Когда И. Эренбург вернулся в конце июля 1940 г. из Парижа, он написал письмо Молотову о том, что хочет рассказать ему о хозяйничаньи гитлеровцев во Франции. Вместо Молотова Эренбурга принял заместитель наркома иностранных дел С. А. Лозовой, которого Эренбург знал ещё по дореволюционному времени, когда Лозовой выступал в Париже на собраниях социал-демократов. «Он слушал меня рассеянно,— вспоминал Эренбург об этой встрече,— печально глядел в сторону. Я не выдержал: „Разве то, что я рассказываю, лишено всякого интереса?“ Соломон Абрамович грустно улыбнулся: „Мне лично это интересно… Но вы ведь знаете, что у нас другая политика…“» («Я всё же оставался наивным,— комментировал свой рассказ об этой встрече Эренбург,— думал, что правдивая информация помогает определить политику: оказалось наоборот — требовалась информация, подтверждающая правильность выбранной политики») [523].

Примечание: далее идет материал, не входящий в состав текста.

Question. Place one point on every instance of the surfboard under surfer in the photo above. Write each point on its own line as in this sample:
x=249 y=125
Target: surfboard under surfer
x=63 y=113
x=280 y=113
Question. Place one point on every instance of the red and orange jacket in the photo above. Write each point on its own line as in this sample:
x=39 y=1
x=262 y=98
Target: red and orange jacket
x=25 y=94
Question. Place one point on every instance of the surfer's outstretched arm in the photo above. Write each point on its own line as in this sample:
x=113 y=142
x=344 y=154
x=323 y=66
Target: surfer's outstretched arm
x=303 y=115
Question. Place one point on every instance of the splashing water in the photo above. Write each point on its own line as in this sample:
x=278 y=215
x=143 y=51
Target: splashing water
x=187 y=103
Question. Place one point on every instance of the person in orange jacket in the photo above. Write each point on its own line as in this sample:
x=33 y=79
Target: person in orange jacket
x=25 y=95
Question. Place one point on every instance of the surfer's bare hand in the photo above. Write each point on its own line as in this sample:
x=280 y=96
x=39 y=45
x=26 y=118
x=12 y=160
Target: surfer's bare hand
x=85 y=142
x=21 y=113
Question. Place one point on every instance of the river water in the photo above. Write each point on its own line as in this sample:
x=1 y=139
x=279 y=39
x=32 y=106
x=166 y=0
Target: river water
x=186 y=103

Лишь с осени 1940 года, когда решительно обозначилось укрепление позиций Германии в Европе, в документах Коминтерна появились установки, направленные на борьбу с немецкими оккупантами и на восстановление независимости захваченных ими стран. В резолюции Секретариата ИККИ «О положении в Венгрии и задачах КПВ» от 20 августа 1940 года говорилось: «Подчинение Венгрии германскому и итальянскому империализму и её приспособление к нему в целях собственных завоеваний уже сейчас всё больше ведёт к лишению народа последних остатков прав на свободу, к ещё более жестокой эксплуатации и несёт с собой прямую опасность установления открытой, террористической диктатуры буржуазии» [524]. Это было первым более чем за год упоминанием в коминтерновских документах определения фашизма, выдвинутого на VII конгрессе Коминтерна.
В директивном письме руководству Компартии Австрии от 7 октября 1940 года были внесены новые существенные моменты в оценку политики Германии. «Германские империалисты,— говорилось в этом документе,— оккупировали пол-Европы; они подвергли невыносимому гнёту народы оккупированных ими стран и беззастенчиво проливают их кровь, приносят в жертву последние резервы трудящихся для того, чтобы грабительскими методами создавать в Африке и Азии свою колониальную империю. Неслыханная жестокость, с которой они закабаляют народы, доводя их до нищеты, голода и унижения, безудержность, с которой они претендуют на всё большую часть в добыче, с беспощадной основательностью опровергают лицемерные утверждения национал-социализма о том, будто он ведёт „революционную войну“ и ратует за „социализм“» [525].